Therefore, for the correct interpretation of the contextual elements of war crimes, it is critical to clarify the following components:
- Whether there exists an international armed conflict;
- Whether there exists a non-international armed conflict;
- Whether the act is sufficient connected to the armed conflict (war nexus); (the first three components can be conditionally called material contextual elements) and
- Whether the defendant is aware of the fact that there is an armed conflict (this component can be conditionally called a mental contextual element).
Sufficient Connection Between the Act and the Armed Conflict
The mere existence of an armed conflict is insufficient to indicate the requirements of the contextual element of a war crime have been fulfilled. It is also necessary to have a sufficient connection between the specific incriminating act of the defendant and said armed conflict. Proving the connection between a specific act containing elements of a crime and an armed conflict is more difficult in the case of an armed conflict of a non-international nature and is practically a non-issue in the case of an international armed conflict. The basis for proving the connection between the conflict and a specific act consists of the following two factors:
- Attacks are targeted against persons not directly participating in the armed conflict; and
- The act must be aimed at achieving certain goals of an armed group, facilitate the achievement of those goals in some way, or at least occur simultaneously with the armed conflict (and have a certain resemblance to other operations in terms of the armed conflict).
A detailed explanation of specific components of war crimes is offered by the Elements of Crimes, an annex to the Rome Statute, and is used by the ICC as one of the main sources of law. When in doubt regarding the specific type of war crime you have encountered, it is worth looking at the elements of similar and related war crimes. This way, you will be able to establish all the necessary details of the incident, which will later be used by the competent authorities for further investigation or building a case in court.
Please acquaint yourself with the Elements of Crimes.
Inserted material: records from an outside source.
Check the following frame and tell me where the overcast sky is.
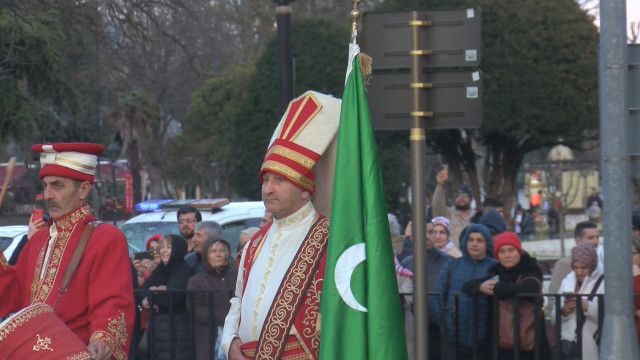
[627,0,640,22]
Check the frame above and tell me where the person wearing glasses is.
[178,206,202,253]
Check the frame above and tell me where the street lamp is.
[273,0,293,116]
[106,142,120,225]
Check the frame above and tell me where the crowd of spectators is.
[125,179,640,360]
[130,207,270,360]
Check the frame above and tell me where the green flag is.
[320,44,407,360]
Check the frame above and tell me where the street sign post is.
[368,70,482,130]
[362,8,482,359]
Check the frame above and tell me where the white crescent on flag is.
[334,243,367,312]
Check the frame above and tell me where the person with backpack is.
[429,224,497,359]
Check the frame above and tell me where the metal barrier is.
[129,290,608,360]
[400,293,608,360]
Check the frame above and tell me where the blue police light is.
[136,199,173,211]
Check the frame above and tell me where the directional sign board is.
[367,71,482,130]
[362,8,482,68]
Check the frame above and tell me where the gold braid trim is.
[0,304,53,341]
[89,310,128,360]
[262,160,313,189]
[256,215,329,360]
[265,145,316,170]
[30,204,91,304]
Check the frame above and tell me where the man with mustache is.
[0,143,134,359]
[221,91,340,360]
[431,169,476,247]
[178,206,202,253]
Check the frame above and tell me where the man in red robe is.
[221,92,340,360]
[0,143,134,359]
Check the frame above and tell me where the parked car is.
[0,225,29,260]
[120,199,265,256]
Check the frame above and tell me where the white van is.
[120,199,265,256]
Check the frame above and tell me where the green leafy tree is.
[167,63,254,197]
[374,0,598,214]
[0,0,92,143]
[233,19,349,199]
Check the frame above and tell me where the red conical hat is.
[0,304,91,360]
[259,91,341,194]
[31,143,104,184]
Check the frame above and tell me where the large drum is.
[0,304,91,360]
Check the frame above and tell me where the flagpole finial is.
[351,0,362,39]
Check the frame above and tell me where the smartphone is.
[133,250,153,260]
[31,209,44,226]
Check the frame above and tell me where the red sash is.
[242,214,329,360]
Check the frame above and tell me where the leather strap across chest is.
[53,220,102,309]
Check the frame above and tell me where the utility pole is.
[598,0,640,360]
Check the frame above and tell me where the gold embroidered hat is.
[31,143,104,184]
[0,304,91,360]
[259,91,341,194]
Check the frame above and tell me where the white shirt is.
[221,202,316,356]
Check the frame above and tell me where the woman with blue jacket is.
[429,224,497,359]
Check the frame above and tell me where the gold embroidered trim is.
[89,310,129,360]
[31,204,91,304]
[40,153,96,175]
[32,334,53,351]
[89,330,127,360]
[242,338,309,359]
[301,279,324,354]
[251,229,282,339]
[107,310,128,346]
[265,145,316,170]
[278,94,322,140]
[262,160,313,189]
[67,351,91,360]
[0,304,53,341]
[273,201,313,226]
[256,215,329,360]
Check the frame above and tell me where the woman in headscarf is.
[551,242,604,360]
[465,231,551,360]
[140,234,193,360]
[431,216,462,258]
[187,239,238,360]
[429,224,496,359]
Preparation of cases for prosecution under the principle of universal jurisdiction
General characteristics of the principle of universal jurisdiction
The principle of universal jurisdiction provides for a state’s jurisdiction over specific crimes (most often international crimes, sui generis crimes, and universal crimes). This is the very last principle the stated will apply to establish the possibility of extending their own jurisdiction to investigate a crime. In this sense, the principle of universal jurisdiction is applied only when it is impossible to apply the territorial principle, the principles of active and passive personality, and the protective principle.
Under this principle, states may or shall prosecute criminals present on their territory, regardless of the criminal’s nationality, where the crimes took place, or the victims’ location and nationality.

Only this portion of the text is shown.